By the way, I had to get sixteen different computers because every time I tried to read this, the manliness would make them implode so I couldn't even sell it to the scrap guys. :trollestia:

You bought a tear of joy to my cold, dead eye.

This is glorious and so are you.

This is truly the manliest story ever conceived. Have a favorite and the manliest, most muscular thumbs up.

Though I do have to ask, why was there no reference to the great sport of football? (Hoofball)?

3700568
Because I can't play all my man cards in the first chapter, such an act would be foolish, and therefore not manly.

Reading this makes your dick grow 2 inches because of the manliness.

"Iron Will likes this LSD chemical you discovered, Twilight Sparkle!"

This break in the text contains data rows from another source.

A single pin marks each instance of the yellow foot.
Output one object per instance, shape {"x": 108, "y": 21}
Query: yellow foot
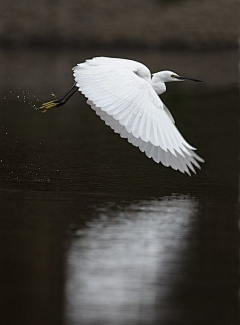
{"x": 54, "y": 96}
{"x": 47, "y": 106}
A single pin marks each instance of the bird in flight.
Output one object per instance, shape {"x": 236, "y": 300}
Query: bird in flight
{"x": 125, "y": 95}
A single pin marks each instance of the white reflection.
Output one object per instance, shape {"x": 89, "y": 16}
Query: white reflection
{"x": 126, "y": 259}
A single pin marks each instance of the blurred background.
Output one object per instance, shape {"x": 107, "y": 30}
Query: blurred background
{"x": 92, "y": 231}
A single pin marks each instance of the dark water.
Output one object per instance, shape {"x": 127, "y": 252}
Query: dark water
{"x": 92, "y": 231}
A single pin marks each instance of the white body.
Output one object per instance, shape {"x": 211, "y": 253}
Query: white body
{"x": 125, "y": 96}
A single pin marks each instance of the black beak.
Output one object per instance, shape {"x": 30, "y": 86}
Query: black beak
{"x": 185, "y": 78}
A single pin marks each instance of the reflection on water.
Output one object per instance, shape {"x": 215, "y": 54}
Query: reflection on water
{"x": 173, "y": 260}
{"x": 125, "y": 261}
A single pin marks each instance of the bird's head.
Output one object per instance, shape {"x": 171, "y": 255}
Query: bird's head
{"x": 168, "y": 76}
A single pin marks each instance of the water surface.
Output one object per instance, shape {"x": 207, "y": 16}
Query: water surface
{"x": 92, "y": 230}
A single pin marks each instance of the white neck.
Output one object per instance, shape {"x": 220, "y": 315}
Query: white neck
{"x": 158, "y": 85}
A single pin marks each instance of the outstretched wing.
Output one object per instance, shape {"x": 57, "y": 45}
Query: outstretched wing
{"x": 120, "y": 92}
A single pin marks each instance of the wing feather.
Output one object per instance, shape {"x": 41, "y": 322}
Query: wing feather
{"x": 127, "y": 103}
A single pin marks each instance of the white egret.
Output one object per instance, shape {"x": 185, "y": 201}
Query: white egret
{"x": 125, "y": 96}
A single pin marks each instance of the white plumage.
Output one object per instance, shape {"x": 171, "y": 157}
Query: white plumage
{"x": 125, "y": 97}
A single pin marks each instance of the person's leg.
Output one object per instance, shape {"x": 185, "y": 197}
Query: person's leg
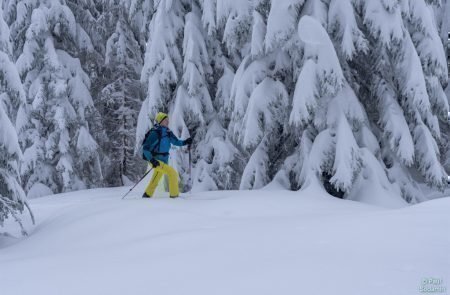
{"x": 173, "y": 180}
{"x": 157, "y": 174}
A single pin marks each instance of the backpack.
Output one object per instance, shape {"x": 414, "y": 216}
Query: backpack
{"x": 141, "y": 150}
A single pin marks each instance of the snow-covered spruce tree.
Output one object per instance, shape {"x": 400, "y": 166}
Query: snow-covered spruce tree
{"x": 310, "y": 91}
{"x": 12, "y": 96}
{"x": 405, "y": 107}
{"x": 140, "y": 15}
{"x": 163, "y": 62}
{"x": 60, "y": 153}
{"x": 120, "y": 103}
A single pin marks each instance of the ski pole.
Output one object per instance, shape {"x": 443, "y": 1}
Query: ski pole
{"x": 137, "y": 183}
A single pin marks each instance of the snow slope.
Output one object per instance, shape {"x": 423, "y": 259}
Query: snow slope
{"x": 246, "y": 242}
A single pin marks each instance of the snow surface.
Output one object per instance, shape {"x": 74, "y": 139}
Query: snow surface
{"x": 234, "y": 242}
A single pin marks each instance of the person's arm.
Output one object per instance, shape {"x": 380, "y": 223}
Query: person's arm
{"x": 150, "y": 144}
{"x": 174, "y": 140}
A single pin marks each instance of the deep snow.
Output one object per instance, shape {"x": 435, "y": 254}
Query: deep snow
{"x": 246, "y": 242}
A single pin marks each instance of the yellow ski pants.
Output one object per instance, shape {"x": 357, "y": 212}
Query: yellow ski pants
{"x": 158, "y": 172}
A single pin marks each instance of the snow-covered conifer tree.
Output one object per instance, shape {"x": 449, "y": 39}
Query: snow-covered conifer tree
{"x": 121, "y": 102}
{"x": 60, "y": 152}
{"x": 12, "y": 197}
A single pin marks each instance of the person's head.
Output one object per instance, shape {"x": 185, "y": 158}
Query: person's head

This is going to go on the TvTropes page for Testosterone Poisoning. It's as if the kid who writes Axe Cop and the guy who writes Badass Of The Week spent a weekend playing video games while throwing story ideas at each other, and at the end of it said, "Heck with it, throw it all in there." You sir, you have earned this mustache! :moustache:

Faving because bass guitar solos

This epic turns boys into men. And my ex said MLP wasn't manly. What would she say now?